To this alley, wherein the cannon shot of Kirkaldy fell with such dire effect during the great siege of 1573, Moyse tells us the plague was brought, on the 7th of May, 1588, by a servant woman from St. Johnston. 

– Old and New Edinburgh, pp.242-246.

Among other offences dealt with and prohibited by the presbytery was “the playing of bagpipes on Sondaye from sun rising to its going doun,” and practising other pastimes after canonical hours under pain of censure.1 This limitation of the time for indulging in amusements appears to have been only carrying out an extraordinary order which the presbytery had issued a few years before prescribing the limits of the Sabbath.

– Old Glasgow, pp.189-215. 

1  7th May, 1594.

[James VI.] entered London [on] the 7th day of May, this same year [1603]. His progress is at length set down by [John] Stow in his [‘Annals of England’]

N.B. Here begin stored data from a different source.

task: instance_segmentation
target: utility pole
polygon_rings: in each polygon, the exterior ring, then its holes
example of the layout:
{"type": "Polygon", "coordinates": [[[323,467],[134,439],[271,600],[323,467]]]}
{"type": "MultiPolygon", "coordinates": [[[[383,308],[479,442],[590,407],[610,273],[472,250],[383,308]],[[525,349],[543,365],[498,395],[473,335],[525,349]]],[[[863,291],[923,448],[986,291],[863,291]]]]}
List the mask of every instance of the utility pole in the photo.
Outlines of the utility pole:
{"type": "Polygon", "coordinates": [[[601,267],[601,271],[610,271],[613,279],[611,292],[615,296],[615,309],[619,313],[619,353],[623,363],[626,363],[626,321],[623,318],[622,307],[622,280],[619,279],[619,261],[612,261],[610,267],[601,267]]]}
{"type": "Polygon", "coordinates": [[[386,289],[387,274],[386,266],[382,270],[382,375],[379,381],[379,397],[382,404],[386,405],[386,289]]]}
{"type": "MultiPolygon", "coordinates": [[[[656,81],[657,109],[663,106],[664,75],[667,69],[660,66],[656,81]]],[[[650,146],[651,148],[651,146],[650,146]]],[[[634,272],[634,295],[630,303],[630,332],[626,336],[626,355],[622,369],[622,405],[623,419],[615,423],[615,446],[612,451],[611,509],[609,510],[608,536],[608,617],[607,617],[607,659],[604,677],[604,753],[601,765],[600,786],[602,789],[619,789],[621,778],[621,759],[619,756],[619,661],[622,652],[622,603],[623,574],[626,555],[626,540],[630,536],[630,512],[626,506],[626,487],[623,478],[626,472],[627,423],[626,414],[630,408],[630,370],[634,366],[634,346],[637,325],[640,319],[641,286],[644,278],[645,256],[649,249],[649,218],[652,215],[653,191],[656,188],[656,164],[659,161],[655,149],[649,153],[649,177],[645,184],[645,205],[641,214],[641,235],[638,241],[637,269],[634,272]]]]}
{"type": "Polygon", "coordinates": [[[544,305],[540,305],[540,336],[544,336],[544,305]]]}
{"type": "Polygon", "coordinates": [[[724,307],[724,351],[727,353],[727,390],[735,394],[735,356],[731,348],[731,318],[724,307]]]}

– Historical Works, pp.340-416.

A parishioner of Campsie is enjoined penance for having “interrupted his minister in the pulpit by mony proud wordes before the lettir prayer.”1

Old Glasgow, pp.189-215. 

1  7th May, 1606.

Lord Aboyne had not been idle during this interval, having collected about 2000 horse and foot from the Highlands and Lowlands, with which force he had narrowly watched the movements of the covenanters. Hearing, however, of the adjournment of the Turriff meeting, his lordship, at the entreaty of his friends, broke up his army, and went by sea to England to meet the king, to inform him of the precarious state of his affairs in the north. Many of his followers, such as the lairds of Gight, Haddo, Udney, Newton, Pitmedden, Foveran, Tippertie, Harthill, and others, who had subscribed the covenant, regretted his departure; but as they had gone too far to recede, they resolved to continue their forces in the field, and held a meeting on the seventh of May at Auchterless, to concert a plan of operations. 

– History of the Highlands, pp.314-341.

The [post] office, the chief one for all Scotland, cost, including the site, £120,000, and was first opened for business on the 7th of May, 1866. The entire staff, from the Surveyor-General downwards, consisted in 1880 of 429 persons; whose salaries, wages, and allowances, amounted to £38,427. Connected, of course, with the head office, there were in Edinburgh, Leith, and the suburbs, in 1880, receiving-offices and pillar-boxes.1

– Old and New Edinburgh, pp.353-358. 

1 By a Government return it appears that in 1880 there passed through the Scottish Post-office 101,948,300 letters, 12,284,700 post-cards, 22,140,500 book-parcels, and 14,570,700 newspapers. In the same year, the average number of letters delivered to each person in the population of the three kingdoms was 35 in England, 26 in Scotland, and 13 in Ireland.